A polêmica legislação israelense determina que, para assumir o poder, um partido precisa do apoio de pelo menos a metade mais um dos deputados. Com a fragmentação do sistema partidário e a pulverização dos sufrágios (12 legendas terão cadeiras na próxima Knesset, por exemplo), os mais esdrúxulos arranjos se tornaram rotina na política nacional. Do que pode resultar, no caso presente, que Netanyahu, embora tecnicamente derrotado por Livni, com quem compartilha amargas rivalidades, seja o novo premiê, numa aliança que eventualmente inclua o próprio Kadima. Um terceiro cenário seria o do revezamento de ambos na chefia do governo.
O retrospecto indica que é mais fácil para Netanyahu atrair os partidos religiosos e, sobretudo, a força emergente da ultradireita nacionalista, o Israel Beiteinu, fundado pelo imigrante judeu moldavo Avigdor Lieberman - para quem os 20% árabes da população israelense devem ser objeto de medidas tais que eliminem a ameaça supostamente representada por eles para o Estado judeu. Inequívoco sinal dos tempos em Israel, o xenófobo Lieberman deixou de ser apenas uma expressão da parcela lunática da população do país para se tornar o dirigente de uma agremiação que acaba de conquistar mais cadeiras (15 a 13) do que o histórico Partido Trabalhista, reduto de uma linhagem de estadistas, de Ben-Gurion a Itzhak Rabin.
Qualquer que venha a ser, o desfecho das enoveladas negociações em andamento será desalentador para a solução do conflito árabe-israelense. A dura realidade, expressa sem a menor sombra de ambiguidade nas urnas, é que a maioria dos israelenses é contrária à criação do Estado palestino, a pedra de toque para a paz no Oriente Médio, que abriria caminho para a normalização das relações entre Israel e os seus vizinhos prevista no plano apresentado pela Arábia Saudita em 2002 e aprovado pela Liga Árabe. À época, quando a Autoridade Palestina era presidida por Yasser Arafat, o argumento israelense para justificar o status quo era a ausência de um "parceiro para a paz".

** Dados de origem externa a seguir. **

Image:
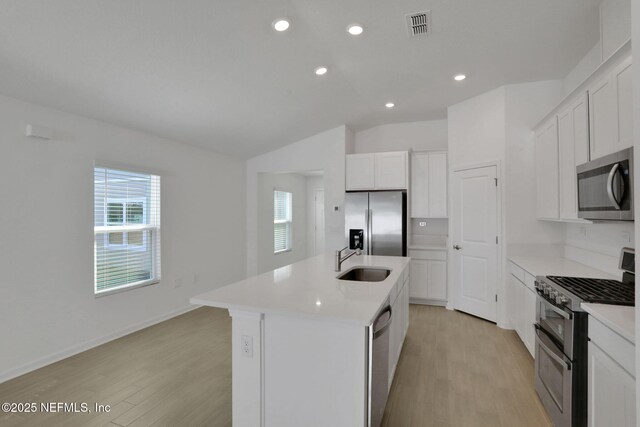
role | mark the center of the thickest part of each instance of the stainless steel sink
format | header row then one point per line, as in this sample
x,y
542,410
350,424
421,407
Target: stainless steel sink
x,y
365,274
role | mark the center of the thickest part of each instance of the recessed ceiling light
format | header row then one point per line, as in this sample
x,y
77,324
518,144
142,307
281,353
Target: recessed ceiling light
x,y
355,29
280,24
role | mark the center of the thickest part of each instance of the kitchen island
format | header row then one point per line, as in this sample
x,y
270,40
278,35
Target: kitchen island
x,y
302,341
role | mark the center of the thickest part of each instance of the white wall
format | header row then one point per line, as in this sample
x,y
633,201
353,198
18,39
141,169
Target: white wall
x,y
526,104
599,245
426,135
497,127
296,184
313,183
47,309
615,25
325,152
477,129
587,65
635,22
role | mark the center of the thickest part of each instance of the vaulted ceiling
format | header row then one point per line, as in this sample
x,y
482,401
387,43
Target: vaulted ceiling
x,y
214,73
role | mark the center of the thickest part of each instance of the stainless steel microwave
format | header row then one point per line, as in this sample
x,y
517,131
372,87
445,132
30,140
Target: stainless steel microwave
x,y
605,187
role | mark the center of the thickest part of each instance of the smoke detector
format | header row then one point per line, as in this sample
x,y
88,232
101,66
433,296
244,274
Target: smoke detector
x,y
419,24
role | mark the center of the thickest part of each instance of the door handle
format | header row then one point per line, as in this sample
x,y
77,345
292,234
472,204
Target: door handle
x,y
610,193
382,330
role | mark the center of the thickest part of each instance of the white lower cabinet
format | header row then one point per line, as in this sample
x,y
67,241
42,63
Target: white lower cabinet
x,y
521,300
399,323
611,385
428,281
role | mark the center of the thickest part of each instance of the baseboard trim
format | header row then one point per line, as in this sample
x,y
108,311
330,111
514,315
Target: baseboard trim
x,y
79,348
424,301
505,325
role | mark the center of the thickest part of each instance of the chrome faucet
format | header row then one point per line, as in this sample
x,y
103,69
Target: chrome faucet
x,y
340,259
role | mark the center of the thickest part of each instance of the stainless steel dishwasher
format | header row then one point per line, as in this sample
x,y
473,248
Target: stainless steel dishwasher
x,y
379,365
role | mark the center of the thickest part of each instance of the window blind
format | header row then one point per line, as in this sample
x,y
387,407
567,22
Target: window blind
x,y
282,219
126,229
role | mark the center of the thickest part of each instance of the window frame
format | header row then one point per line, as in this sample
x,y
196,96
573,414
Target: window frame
x,y
288,222
151,240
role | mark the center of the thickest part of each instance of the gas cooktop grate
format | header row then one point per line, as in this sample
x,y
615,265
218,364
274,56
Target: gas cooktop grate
x,y
600,291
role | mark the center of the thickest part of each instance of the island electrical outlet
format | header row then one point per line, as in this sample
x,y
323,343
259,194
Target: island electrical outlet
x,y
246,345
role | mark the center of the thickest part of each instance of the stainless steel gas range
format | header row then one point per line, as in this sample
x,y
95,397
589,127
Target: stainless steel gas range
x,y
561,337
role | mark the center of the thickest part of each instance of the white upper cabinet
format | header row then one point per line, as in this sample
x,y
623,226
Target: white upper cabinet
x,y
546,160
610,111
377,171
429,185
359,172
573,150
391,170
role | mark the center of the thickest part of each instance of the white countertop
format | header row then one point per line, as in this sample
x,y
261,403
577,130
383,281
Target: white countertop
x,y
620,319
309,288
427,247
557,266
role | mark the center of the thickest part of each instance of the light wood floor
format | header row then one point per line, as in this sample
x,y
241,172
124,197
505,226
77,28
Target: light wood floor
x,y
455,370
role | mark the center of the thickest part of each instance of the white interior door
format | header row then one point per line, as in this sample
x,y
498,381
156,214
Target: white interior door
x,y
319,221
474,239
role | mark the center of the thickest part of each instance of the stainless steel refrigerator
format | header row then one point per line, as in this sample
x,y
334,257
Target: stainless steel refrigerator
x,y
376,222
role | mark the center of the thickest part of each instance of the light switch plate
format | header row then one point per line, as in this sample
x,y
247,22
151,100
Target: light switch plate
x,y
246,345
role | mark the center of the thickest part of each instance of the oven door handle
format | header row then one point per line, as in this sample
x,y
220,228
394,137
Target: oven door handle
x,y
554,308
548,350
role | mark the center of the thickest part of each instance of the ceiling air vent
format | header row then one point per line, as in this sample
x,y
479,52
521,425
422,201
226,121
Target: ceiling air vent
x,y
419,24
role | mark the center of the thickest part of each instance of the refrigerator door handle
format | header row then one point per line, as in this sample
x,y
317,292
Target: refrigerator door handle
x,y
369,230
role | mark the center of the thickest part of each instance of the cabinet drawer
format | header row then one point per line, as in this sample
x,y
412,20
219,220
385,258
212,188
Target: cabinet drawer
x,y
428,254
530,281
517,272
618,348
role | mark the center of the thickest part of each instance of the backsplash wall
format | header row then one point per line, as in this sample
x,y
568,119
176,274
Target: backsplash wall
x,y
599,244
434,227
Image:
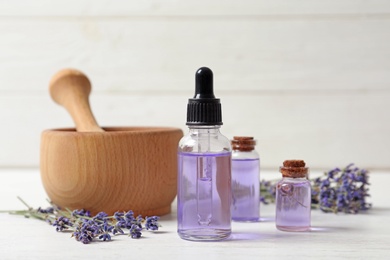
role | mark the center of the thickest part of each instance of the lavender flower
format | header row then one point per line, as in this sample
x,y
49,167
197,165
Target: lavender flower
x,y
86,229
62,223
338,190
343,190
135,231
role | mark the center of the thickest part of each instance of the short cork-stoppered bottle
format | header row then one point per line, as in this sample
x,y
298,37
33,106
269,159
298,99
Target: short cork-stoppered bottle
x,y
204,171
245,179
293,197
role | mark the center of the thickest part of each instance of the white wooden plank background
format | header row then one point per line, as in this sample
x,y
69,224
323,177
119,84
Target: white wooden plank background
x,y
308,79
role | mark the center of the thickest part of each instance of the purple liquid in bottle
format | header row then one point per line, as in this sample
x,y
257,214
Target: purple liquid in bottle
x,y
293,204
246,190
204,196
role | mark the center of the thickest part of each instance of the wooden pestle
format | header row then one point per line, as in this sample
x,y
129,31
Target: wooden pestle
x,y
71,88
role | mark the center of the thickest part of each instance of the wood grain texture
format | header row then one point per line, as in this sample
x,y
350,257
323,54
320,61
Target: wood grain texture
x,y
71,88
326,63
120,169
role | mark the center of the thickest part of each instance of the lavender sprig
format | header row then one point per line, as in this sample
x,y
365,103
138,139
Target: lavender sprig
x,y
86,228
338,190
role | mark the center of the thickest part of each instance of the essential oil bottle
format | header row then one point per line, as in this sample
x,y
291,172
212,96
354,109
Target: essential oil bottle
x,y
293,197
245,180
204,168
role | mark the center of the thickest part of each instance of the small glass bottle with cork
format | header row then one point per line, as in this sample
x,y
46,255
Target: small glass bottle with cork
x,y
245,180
293,197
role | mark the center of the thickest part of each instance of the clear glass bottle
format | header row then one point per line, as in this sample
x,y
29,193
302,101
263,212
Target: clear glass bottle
x,y
204,168
245,180
293,197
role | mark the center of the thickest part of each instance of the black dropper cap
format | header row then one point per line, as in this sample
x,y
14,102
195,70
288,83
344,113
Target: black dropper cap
x,y
204,109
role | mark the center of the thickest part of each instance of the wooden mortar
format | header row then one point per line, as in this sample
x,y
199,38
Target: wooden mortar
x,y
108,169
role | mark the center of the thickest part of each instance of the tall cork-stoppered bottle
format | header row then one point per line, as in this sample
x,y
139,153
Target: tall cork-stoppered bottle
x,y
204,168
245,179
293,197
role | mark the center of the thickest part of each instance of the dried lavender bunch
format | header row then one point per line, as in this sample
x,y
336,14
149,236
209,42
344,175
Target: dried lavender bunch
x,y
342,190
86,228
338,190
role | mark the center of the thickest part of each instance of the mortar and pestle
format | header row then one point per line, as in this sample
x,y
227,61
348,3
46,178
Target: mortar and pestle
x,y
106,169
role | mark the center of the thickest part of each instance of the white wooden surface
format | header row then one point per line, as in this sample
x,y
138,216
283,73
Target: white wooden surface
x,y
362,236
309,79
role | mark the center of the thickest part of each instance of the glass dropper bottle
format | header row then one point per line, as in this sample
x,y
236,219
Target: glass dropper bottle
x,y
204,168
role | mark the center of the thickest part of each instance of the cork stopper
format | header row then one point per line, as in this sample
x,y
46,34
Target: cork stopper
x,y
243,143
294,169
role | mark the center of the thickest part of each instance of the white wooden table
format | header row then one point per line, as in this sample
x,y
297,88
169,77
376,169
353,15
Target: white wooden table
x,y
362,236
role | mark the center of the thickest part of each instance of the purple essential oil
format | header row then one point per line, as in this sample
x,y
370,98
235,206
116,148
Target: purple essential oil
x,y
245,180
293,197
204,168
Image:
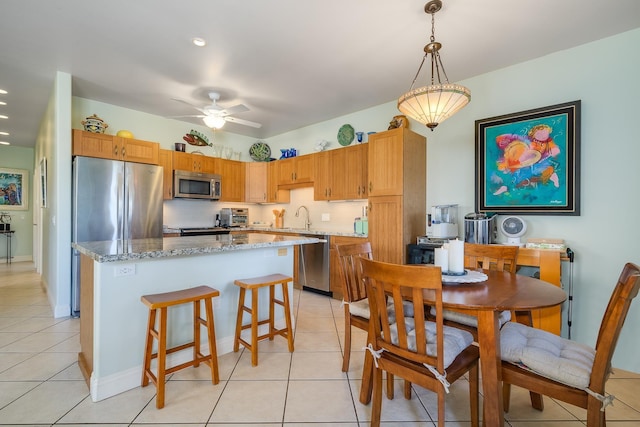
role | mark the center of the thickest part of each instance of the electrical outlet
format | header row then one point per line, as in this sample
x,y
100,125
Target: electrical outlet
x,y
125,270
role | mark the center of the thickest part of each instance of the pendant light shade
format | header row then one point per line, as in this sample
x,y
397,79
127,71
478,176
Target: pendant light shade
x,y
434,103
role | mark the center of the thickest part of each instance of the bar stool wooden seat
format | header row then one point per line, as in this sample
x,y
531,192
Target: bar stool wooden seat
x,y
160,302
253,285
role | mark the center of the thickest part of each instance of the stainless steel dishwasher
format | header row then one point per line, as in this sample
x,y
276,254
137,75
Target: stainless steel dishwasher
x,y
313,266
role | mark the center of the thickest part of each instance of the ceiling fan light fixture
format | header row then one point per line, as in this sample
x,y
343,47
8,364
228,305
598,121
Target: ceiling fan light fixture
x,y
434,103
214,122
198,41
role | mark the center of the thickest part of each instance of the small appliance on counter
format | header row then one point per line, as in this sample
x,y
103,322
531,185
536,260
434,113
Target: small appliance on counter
x,y
361,224
480,228
234,217
442,222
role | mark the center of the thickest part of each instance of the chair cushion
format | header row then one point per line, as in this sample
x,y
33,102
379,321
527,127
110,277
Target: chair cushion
x,y
469,319
360,308
547,354
455,340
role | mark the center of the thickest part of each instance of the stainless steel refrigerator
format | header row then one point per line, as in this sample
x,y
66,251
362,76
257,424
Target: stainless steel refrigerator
x,y
112,200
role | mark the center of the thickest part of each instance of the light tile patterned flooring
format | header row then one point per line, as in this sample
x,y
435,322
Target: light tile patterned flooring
x,y
40,383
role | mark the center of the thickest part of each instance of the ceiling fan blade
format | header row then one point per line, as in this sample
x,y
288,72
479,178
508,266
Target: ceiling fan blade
x,y
242,122
190,105
240,108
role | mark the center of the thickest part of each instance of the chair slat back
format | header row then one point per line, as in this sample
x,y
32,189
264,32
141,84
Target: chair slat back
x,y
614,317
353,288
490,257
404,283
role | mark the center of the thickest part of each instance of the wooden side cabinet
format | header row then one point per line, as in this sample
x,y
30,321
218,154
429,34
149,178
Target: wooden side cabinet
x,y
396,191
165,159
275,194
111,147
256,182
296,171
549,263
232,174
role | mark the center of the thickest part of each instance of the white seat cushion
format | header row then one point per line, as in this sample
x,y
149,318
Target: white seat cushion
x,y
469,319
360,308
547,354
455,340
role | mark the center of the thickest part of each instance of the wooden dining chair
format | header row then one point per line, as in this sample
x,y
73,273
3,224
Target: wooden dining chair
x,y
421,352
356,303
565,370
486,257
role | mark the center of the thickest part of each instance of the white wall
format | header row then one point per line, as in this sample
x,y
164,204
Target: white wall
x,y
601,74
54,144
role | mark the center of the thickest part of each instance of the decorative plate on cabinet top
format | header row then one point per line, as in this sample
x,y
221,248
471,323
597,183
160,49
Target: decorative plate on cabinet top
x,y
260,151
346,133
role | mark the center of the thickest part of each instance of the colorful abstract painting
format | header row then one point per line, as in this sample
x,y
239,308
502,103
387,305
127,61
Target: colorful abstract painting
x,y
13,189
527,162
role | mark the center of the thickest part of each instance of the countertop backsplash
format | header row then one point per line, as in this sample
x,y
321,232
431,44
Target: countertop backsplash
x,y
200,213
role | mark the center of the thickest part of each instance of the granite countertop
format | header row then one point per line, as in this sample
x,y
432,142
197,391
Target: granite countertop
x,y
126,250
312,232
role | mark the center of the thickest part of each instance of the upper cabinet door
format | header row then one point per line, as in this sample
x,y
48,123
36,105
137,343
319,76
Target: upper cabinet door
x,y
385,163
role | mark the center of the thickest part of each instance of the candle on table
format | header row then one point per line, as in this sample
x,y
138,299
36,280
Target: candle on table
x,y
442,259
456,256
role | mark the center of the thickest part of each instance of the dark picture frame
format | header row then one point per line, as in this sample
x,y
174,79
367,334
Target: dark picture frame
x,y
529,162
14,189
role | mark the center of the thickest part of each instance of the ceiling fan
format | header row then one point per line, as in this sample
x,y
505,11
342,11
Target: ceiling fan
x,y
215,116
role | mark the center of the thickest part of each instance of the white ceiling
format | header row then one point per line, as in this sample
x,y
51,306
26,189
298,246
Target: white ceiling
x,y
292,62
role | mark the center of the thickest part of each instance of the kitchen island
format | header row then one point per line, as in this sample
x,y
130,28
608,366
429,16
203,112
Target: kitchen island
x,y
115,274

Arafat foi sucedido por Mahmoud Abbas - e nem o mais desconfiado dos israelenses poderia desejar um interlocutor mais confiável em uma negociação pela paz. Mas o governo de Israel não moveu uma palha para impedir que ele se tornasse uma figura cada vez mais irrelevante, desde que o seu partido, o Fatah, foi expulso da Faixa de Gaza pelo Hamas. Nada fez, por exemplo, para melhorar o cotidiano na Cisjordânia, cuja população precisa passar por intermináveis postos de controle para ir, por assim dizer, de uma esquina a outra. Principalmente, não conteve o crescimento dos assentamentos judaicos no território ocupado, que já reúnem 300 mil colonos.
A expectativa unânime entre os observadores imparciais, para não falar dos próprios palestinos moderados, é que o novo governo - cujo centro de gravidade oscilará entre a direita e a extrema direita - manterá a ocupação e as expansão das colônias, confiando na política de "retaliação desproporcional", adotada implacavelmente em Gaza agora há pouco, para dissuadir qualquer reação palestina. "A construção dos assentamentos vai continuar, as incursões vão continuar", desespera-se o veterano negociador palestino Saeb Erekat - e ninguém dirá que ele não sabe do que está falando.
Só há uma incógnita nesse sombrio horizonte: o fator Obama. O presidente dos Estados Unidos despachou um emissário para a região, o ex-senador George Mitchell, crítico da colonização na Cisjordânia, e deu início a um processo de reaproximação com o Irã. Israel não vê com bons olhos nem uma coisa nem outra.